The VMs themselves won’t initialise the display driver and are falling back to the default Windows SVGA drivers. The hosts themselves won’t even run the nvidia-smi command (Failed to initialize NVML: Unknown Error).
Both drivers are from the latest release - NVIDIA-GRID-vSphere-6.7-460.32.04-460.32.03-461.33.zip and are therefore at parity (one would assume!).
Any ideas what I can do. We’re running Dell R740 servers with 4 x Tesla M10 cards in each.
I now only have a single host left with all our VDI’s running on it!
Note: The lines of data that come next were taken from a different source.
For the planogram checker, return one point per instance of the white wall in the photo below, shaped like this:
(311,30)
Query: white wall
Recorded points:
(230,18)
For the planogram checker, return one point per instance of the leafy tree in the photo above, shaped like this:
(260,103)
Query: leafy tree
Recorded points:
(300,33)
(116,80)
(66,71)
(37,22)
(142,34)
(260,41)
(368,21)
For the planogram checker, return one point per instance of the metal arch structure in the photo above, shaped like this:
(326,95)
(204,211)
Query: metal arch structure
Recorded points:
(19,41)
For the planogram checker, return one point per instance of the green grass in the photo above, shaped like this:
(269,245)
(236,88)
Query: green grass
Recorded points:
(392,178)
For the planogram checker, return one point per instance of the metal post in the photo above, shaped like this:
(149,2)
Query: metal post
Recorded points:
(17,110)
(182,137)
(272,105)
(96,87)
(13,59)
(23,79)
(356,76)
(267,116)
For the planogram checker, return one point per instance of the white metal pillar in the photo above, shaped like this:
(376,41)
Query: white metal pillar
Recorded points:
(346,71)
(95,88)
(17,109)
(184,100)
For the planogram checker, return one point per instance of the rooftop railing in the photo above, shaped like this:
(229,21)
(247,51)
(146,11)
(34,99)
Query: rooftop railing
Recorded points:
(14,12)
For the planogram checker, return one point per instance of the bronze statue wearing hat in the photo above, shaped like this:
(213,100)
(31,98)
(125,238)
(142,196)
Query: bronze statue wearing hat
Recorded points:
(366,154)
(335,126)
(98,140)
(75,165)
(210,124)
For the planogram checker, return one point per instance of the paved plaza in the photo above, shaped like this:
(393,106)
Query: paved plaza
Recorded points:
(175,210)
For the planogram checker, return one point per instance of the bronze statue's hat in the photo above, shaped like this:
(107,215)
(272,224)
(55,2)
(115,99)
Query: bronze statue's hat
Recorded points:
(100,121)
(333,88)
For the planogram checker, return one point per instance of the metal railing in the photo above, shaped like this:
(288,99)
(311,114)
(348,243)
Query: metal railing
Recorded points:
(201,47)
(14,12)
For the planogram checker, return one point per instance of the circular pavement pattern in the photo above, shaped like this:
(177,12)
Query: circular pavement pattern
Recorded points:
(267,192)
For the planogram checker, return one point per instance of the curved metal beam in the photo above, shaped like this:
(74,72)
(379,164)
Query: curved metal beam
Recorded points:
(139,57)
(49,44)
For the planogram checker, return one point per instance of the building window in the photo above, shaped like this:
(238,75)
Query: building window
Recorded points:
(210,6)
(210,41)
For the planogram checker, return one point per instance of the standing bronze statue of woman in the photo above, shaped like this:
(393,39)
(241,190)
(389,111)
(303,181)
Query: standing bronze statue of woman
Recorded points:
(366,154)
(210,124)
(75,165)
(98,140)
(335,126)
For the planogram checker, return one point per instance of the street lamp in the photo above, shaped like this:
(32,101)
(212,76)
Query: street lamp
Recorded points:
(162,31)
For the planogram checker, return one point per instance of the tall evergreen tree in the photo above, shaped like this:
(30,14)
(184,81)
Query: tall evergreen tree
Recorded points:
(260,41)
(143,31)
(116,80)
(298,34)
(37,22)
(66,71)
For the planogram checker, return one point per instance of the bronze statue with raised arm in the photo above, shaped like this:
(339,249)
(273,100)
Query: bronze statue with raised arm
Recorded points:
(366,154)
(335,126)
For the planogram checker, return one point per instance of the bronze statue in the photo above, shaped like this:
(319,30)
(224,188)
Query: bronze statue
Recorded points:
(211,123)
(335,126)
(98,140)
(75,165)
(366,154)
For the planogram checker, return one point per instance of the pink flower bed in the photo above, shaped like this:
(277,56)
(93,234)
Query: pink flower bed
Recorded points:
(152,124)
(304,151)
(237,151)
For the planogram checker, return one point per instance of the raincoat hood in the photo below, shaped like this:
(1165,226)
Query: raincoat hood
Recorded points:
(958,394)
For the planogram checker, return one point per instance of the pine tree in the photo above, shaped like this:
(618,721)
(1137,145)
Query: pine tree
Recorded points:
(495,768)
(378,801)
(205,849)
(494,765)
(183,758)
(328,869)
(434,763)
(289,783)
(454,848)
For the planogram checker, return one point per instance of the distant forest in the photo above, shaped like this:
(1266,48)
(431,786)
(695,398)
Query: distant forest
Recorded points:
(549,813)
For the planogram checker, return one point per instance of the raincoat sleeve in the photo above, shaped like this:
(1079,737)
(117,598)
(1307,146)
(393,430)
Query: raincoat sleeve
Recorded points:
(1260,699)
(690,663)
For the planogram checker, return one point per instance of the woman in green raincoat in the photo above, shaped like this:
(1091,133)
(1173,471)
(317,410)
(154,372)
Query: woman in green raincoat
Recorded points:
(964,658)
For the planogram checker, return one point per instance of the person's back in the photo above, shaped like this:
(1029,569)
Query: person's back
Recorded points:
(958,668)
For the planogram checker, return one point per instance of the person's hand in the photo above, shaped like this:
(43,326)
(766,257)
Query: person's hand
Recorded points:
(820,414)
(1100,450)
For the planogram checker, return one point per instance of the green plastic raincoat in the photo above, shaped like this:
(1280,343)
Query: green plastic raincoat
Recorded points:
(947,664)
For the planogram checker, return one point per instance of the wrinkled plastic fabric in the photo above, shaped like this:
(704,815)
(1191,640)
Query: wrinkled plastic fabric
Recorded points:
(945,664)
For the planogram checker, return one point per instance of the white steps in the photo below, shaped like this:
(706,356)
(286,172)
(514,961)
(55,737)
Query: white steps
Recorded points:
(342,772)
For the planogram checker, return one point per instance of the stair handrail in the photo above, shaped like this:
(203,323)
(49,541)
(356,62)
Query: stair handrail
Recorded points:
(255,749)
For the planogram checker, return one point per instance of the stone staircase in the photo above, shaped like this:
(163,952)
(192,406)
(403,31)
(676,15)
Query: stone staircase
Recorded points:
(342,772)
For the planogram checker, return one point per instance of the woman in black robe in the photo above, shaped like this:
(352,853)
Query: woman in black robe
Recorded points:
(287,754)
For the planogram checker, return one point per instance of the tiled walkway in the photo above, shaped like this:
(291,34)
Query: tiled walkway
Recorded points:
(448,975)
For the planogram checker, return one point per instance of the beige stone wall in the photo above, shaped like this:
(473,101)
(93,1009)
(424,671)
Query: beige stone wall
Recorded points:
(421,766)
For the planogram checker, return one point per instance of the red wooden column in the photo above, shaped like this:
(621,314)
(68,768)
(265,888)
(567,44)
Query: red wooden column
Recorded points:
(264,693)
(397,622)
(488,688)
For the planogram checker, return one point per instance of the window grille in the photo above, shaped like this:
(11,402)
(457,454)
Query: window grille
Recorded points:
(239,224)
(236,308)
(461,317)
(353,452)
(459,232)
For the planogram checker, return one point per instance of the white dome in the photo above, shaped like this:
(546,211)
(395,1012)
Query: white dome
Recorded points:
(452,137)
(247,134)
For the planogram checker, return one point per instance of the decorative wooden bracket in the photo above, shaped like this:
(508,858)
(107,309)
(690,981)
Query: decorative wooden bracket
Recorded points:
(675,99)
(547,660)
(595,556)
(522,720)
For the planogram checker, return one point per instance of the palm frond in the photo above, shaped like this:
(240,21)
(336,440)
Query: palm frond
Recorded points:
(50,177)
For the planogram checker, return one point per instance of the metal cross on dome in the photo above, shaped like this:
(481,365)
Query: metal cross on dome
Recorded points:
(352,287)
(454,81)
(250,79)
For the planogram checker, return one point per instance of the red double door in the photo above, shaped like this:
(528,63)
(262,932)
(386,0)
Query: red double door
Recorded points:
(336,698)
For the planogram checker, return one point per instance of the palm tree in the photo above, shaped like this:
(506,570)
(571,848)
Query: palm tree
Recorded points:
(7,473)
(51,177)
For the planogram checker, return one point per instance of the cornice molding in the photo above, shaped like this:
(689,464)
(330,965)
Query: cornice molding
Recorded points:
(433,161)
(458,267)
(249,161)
Can anyone else out there who is using 12.0 or 12.1 drivers in vSphere confirm they are working for them. I have tried for 3 days now to get this working without any success. I have removed the VIBs rebooted, re-added the VIBS via the zip package with esxcli software vib install -d and just the vib itself with esxcli software vib install -v. DMESG shows no issues whatsoever as if the driver has loaded and vmkload_mod -l | grep nvidia confirms the driver is loaded…
I have confirmed SR-IOV setting is enabled in the BIOS and IOMMU settings as well. Previous drivers work fine. Just not 12.0 or 12.1 which is a pain as we need Windows 10 20H2 support.
It sounds like the issue is with the VM side, not with Hypervisor side. Have you tried building a clean VM, install the new vGPU driver and Horizon agent with Direct Connect (save you creating a Pool on the Connection Server) and seeing if that works?
What vGPU profile are you using on your VMs?
I’m running 12.0 and 12.1 on multiple environments, but I’m running 7.0 U1C and 7.0 U2 so it’s not a fair comparison, but in those environments there are no issues.
Thanks for your input. Unfortunately as I described as soon as the VIBs are installed on the ESXI instances the ‘Graphics’ section under the host configuration in vSphere shows the GPU’s with 0.00B memory and the nvidia-smi command reports (Failed to initialize NVML: Unknown Error). Therefore the issue is likely with the drivers themselves and ESXi 6.7.0 (16713306).